Why two votes, and what’s the difference?
Switzerland’s system of direct democracy means campaigners simply have to gather 100,000 signatures to ensure a nationwide vote on a political issue.
The first proposal, called “fair food”, wants more government support for sustainable, animal friendly products – and more detailed labelling so consumers know what they are getting.
It also calls for a crackdown on food waste, and for imports to meet Swiss standards on workers’ conditions, environmental safety, and animal welfare.
This would mean Swiss inspectors checking foreign food producers for compliance.
The second, called “food sovereignty” goes even further, calling for much greater state support for local family farms, for higher tariffs on food imports, and for foreign produce that does not meet Swiss standards to be banned.
What do farmers say?
Many Swiss farmers support the proposals.
The price of milk has been falling, and an average of 1,000 Swiss farms a year are closing, many of them traditional alpine dairy farms.
Kilian Baumann, who has switched to organic beef on the farm that has been in his family for over a century, believes the future of agriculture lies in local family farming.

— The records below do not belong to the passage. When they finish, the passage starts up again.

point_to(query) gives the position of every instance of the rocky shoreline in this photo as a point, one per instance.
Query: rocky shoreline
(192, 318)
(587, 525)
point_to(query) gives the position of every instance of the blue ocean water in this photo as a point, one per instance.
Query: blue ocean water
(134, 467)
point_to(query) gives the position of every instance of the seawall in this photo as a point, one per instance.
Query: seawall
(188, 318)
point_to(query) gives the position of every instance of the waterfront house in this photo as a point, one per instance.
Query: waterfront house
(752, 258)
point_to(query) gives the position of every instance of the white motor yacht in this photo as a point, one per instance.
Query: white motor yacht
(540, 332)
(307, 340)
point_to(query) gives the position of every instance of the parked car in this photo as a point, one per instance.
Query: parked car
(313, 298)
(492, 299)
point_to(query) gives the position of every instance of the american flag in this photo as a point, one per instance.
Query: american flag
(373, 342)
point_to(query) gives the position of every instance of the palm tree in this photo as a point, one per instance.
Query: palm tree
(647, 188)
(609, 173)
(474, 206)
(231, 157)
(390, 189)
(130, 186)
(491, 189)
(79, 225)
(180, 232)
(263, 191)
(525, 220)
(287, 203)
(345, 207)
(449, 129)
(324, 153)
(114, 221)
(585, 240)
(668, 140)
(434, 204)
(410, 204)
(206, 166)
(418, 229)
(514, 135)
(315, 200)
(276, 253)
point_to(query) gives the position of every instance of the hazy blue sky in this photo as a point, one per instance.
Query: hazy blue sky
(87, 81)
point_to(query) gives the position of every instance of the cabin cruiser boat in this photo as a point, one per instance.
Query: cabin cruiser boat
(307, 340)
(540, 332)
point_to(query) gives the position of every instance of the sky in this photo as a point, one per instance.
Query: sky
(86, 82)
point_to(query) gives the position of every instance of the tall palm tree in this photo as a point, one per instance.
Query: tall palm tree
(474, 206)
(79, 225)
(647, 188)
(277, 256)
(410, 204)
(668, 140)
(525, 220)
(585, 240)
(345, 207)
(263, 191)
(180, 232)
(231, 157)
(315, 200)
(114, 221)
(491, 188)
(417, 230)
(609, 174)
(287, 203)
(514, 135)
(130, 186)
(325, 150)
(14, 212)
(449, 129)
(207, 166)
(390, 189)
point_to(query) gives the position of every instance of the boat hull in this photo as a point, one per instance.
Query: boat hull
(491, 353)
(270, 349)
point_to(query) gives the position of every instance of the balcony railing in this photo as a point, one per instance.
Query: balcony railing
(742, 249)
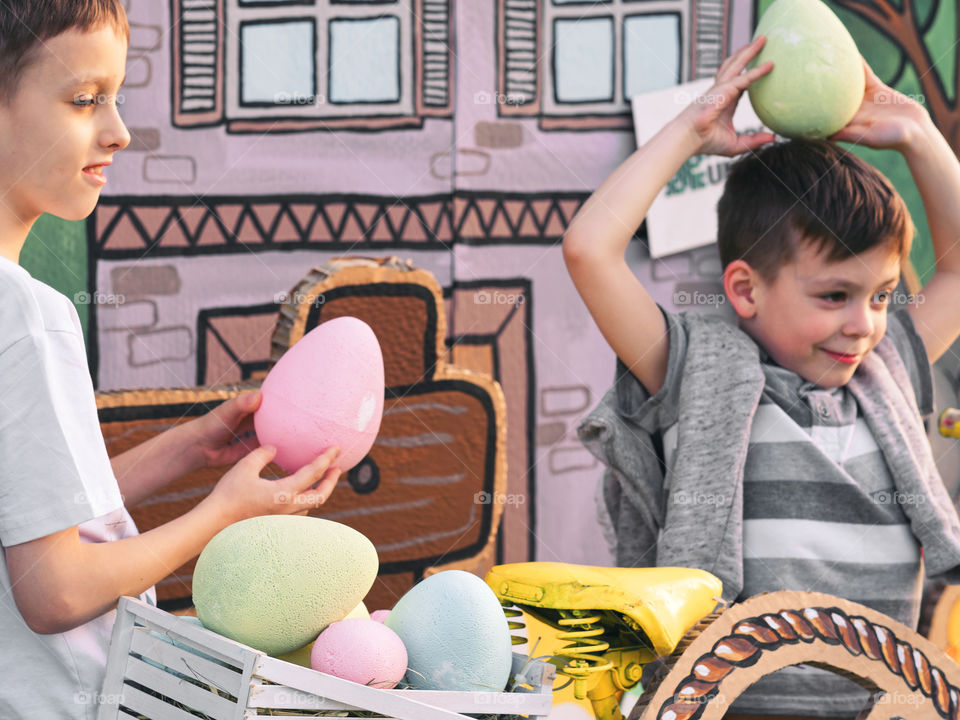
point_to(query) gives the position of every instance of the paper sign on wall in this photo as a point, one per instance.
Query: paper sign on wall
(684, 214)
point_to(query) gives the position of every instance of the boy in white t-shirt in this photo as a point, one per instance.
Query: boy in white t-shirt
(70, 549)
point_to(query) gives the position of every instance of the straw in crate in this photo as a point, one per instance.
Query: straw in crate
(207, 675)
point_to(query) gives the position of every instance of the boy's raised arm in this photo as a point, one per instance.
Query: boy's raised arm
(889, 120)
(597, 239)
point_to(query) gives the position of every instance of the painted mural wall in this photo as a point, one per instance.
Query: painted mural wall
(269, 136)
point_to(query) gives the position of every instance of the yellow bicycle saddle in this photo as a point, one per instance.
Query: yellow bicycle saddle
(655, 606)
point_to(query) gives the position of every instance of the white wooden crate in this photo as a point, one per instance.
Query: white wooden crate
(220, 679)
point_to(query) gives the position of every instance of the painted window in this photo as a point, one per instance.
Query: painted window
(285, 65)
(577, 63)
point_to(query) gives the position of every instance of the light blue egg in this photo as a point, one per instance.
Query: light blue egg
(455, 633)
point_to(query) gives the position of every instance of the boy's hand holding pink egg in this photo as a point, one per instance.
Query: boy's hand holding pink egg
(326, 390)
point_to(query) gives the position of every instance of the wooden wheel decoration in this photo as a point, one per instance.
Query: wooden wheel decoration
(910, 678)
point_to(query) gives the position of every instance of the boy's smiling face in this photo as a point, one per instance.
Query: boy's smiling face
(62, 123)
(819, 318)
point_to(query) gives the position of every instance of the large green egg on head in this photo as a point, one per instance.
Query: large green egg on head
(817, 81)
(275, 582)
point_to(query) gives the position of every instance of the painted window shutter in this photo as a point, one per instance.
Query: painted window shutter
(709, 46)
(518, 40)
(197, 62)
(435, 55)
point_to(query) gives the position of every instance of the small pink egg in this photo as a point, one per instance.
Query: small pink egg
(326, 390)
(361, 650)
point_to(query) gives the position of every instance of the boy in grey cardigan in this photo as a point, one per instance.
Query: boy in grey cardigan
(787, 452)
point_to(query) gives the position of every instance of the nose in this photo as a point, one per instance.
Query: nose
(114, 135)
(859, 321)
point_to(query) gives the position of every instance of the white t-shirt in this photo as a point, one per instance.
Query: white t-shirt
(54, 474)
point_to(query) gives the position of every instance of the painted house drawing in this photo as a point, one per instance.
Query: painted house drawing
(463, 135)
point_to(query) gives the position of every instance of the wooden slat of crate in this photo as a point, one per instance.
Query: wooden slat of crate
(196, 667)
(152, 707)
(350, 693)
(279, 696)
(181, 691)
(203, 640)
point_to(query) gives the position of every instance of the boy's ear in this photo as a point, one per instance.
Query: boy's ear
(740, 285)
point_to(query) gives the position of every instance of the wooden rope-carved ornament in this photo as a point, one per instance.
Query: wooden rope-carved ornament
(910, 678)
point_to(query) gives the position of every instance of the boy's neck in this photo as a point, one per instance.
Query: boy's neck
(13, 236)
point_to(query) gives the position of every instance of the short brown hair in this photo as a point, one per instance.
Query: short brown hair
(814, 191)
(26, 24)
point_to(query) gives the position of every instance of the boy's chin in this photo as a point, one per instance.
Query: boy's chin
(77, 212)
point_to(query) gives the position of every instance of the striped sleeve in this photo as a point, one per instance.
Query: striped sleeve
(909, 344)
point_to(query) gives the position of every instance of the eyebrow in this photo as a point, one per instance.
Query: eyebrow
(847, 284)
(98, 81)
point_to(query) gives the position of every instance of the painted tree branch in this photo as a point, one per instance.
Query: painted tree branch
(901, 27)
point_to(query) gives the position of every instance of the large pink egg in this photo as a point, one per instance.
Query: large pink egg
(326, 390)
(361, 650)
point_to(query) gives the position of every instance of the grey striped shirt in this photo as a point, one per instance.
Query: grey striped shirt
(820, 512)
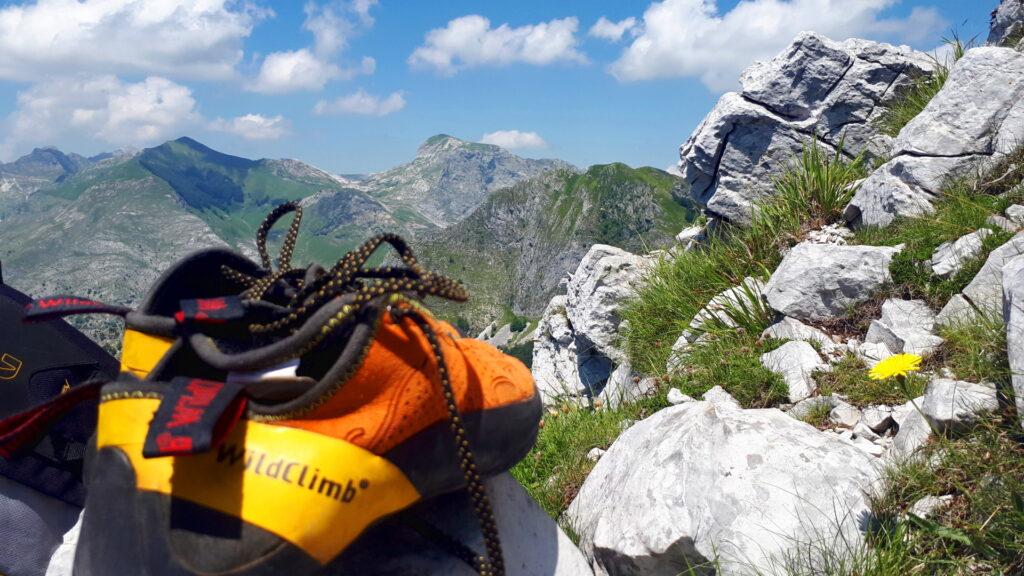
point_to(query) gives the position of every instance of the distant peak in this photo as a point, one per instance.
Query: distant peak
(439, 142)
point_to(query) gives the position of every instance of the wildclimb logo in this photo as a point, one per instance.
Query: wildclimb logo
(290, 471)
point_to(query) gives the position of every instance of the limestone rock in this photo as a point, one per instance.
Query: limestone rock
(814, 87)
(676, 397)
(793, 329)
(1013, 314)
(956, 311)
(796, 362)
(1016, 214)
(555, 370)
(977, 117)
(757, 482)
(949, 257)
(531, 542)
(955, 404)
(602, 282)
(817, 282)
(913, 429)
(905, 327)
(985, 291)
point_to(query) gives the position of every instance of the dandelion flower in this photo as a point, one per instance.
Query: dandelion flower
(896, 365)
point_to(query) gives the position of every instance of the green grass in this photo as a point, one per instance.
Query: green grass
(913, 99)
(812, 191)
(981, 531)
(849, 377)
(554, 470)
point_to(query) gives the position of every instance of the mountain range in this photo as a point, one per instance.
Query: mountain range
(509, 227)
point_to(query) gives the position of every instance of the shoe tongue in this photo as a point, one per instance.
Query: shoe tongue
(284, 370)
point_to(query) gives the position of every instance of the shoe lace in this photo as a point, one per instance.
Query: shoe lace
(350, 278)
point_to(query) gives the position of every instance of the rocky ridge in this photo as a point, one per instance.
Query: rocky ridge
(709, 483)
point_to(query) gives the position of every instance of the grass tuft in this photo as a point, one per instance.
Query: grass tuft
(909, 104)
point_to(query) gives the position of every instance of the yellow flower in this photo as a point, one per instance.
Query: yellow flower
(896, 365)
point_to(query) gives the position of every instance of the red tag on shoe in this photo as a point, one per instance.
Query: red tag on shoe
(193, 417)
(58, 306)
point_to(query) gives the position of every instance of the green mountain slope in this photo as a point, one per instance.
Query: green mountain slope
(512, 251)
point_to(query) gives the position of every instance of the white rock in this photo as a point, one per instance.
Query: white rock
(793, 329)
(913, 430)
(531, 542)
(985, 291)
(819, 282)
(796, 362)
(803, 408)
(905, 327)
(845, 415)
(815, 86)
(604, 280)
(757, 483)
(956, 404)
(976, 117)
(555, 365)
(1013, 315)
(721, 399)
(1016, 214)
(676, 397)
(928, 505)
(1007, 19)
(872, 353)
(878, 418)
(957, 311)
(949, 257)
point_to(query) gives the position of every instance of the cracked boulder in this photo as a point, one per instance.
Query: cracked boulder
(1013, 314)
(815, 87)
(949, 257)
(796, 362)
(701, 481)
(905, 327)
(1007, 22)
(817, 282)
(604, 280)
(977, 117)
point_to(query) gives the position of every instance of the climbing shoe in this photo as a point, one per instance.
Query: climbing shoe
(290, 410)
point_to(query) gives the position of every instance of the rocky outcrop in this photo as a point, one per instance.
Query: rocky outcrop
(985, 292)
(604, 280)
(531, 542)
(905, 327)
(1013, 314)
(955, 404)
(576, 350)
(815, 87)
(1007, 23)
(817, 282)
(796, 362)
(949, 257)
(977, 117)
(707, 480)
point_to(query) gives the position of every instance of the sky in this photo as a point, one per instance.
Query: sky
(354, 86)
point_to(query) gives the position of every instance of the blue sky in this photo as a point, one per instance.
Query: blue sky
(356, 85)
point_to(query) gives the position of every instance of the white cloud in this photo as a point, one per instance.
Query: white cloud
(189, 38)
(253, 126)
(612, 31)
(680, 38)
(469, 41)
(361, 104)
(514, 139)
(311, 69)
(100, 108)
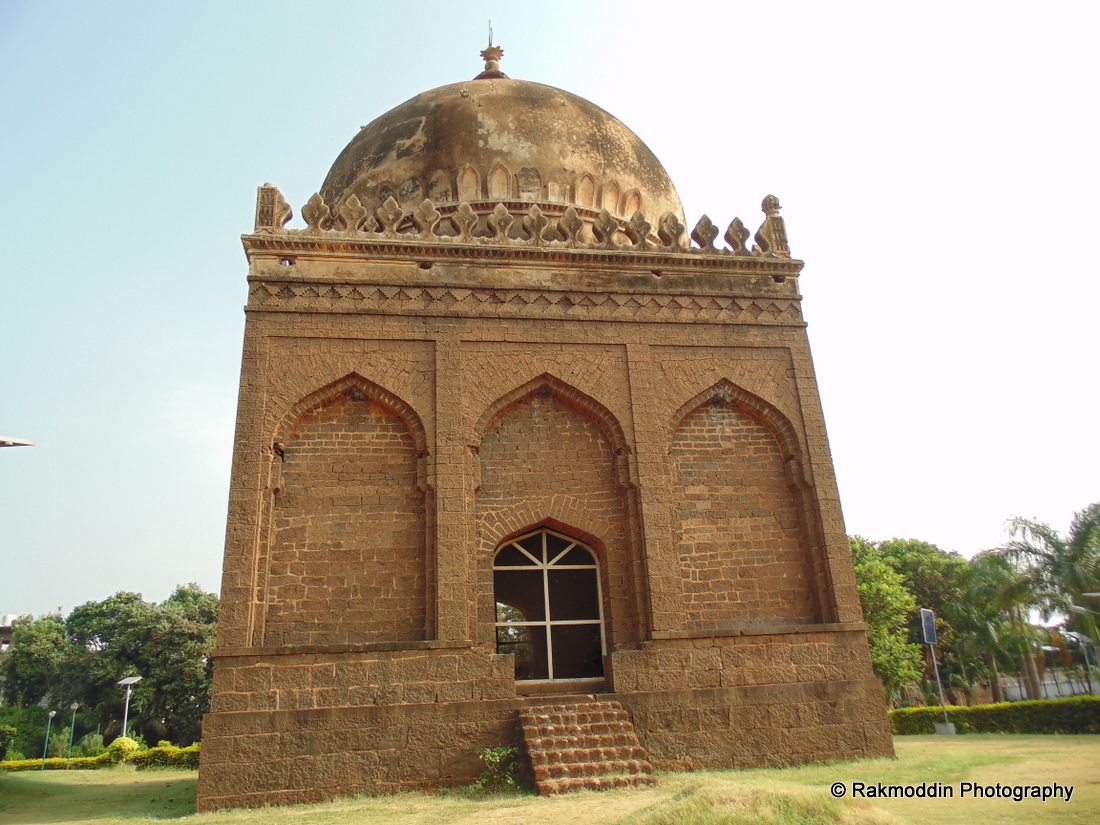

“I think things need to change in the food industry, we are making too many mistakes, in sustainability and with animal welfare,” he says.
Ulrike Minkner, who has also abandoned dairy for organic beef, agrees. “We’re not against trade,” she says.
“This is about defending good food and good standards in Switzerland and abroad.”
Other farmers are sceptical.
Switzerland already has high environmental and animal welfare laws. Member of parliament for the right wing Swiss People’s Party Marcel Dettling – who is also a farmer – thinks the proposals could actually be damaging.
“We farmers will lose. These proposals will force Switzerland’s environmental standards on to foreign producers,” he says. “So in the long run, we will lose our unique selling point: organic, environmentally sustainable produce, and we will create more competition from abroad.”
What about consumers?
Again, opinions are divided.
The market share for organic “fair” produce is growing in Switzerland, where around 10% of all farms, or 14% of farmland, is now organic.
Many consumers say they want more diversity in organic produce, and more information about the food they buy. And not just in supermarkets – but in restaurants, where the origin and production conditions of food can be hard to discover.
Surveys show consumers are prepared to pay up to 20% more for local, organic meat, but that does not mean cost is not a concern.
Switzerland’s biggest retailers have warned that approving the measures on fair food and food sustainability will inevitably lead to higher prices – in a country where food is already very expensive.
So what is going to happen?
First opinion polls gave both proposals support of 70% or more. But advice from the government is that some of the measures are unnecessary. They say animal welfare which is already strictly controlled, and other measures – such as setting Swiss standards for foreign food producers – are unenforceable.
That is having an effect on public opinion.
Concerns about cost are also a factor, and the latest polls show “yes” and “no” voters are neck-and-neck.
If voters do say yes, the government will have to implement measures which would give Switzerland the most rigorous food standards in Europe and might, if tariffs on foreign imports are implemented, put it in violation of its international trade agreements.
If voters say no, there will be relief from retailers and politicians.
But that is likely to be temporary: plans for future votes on food standards are already in the pipeline.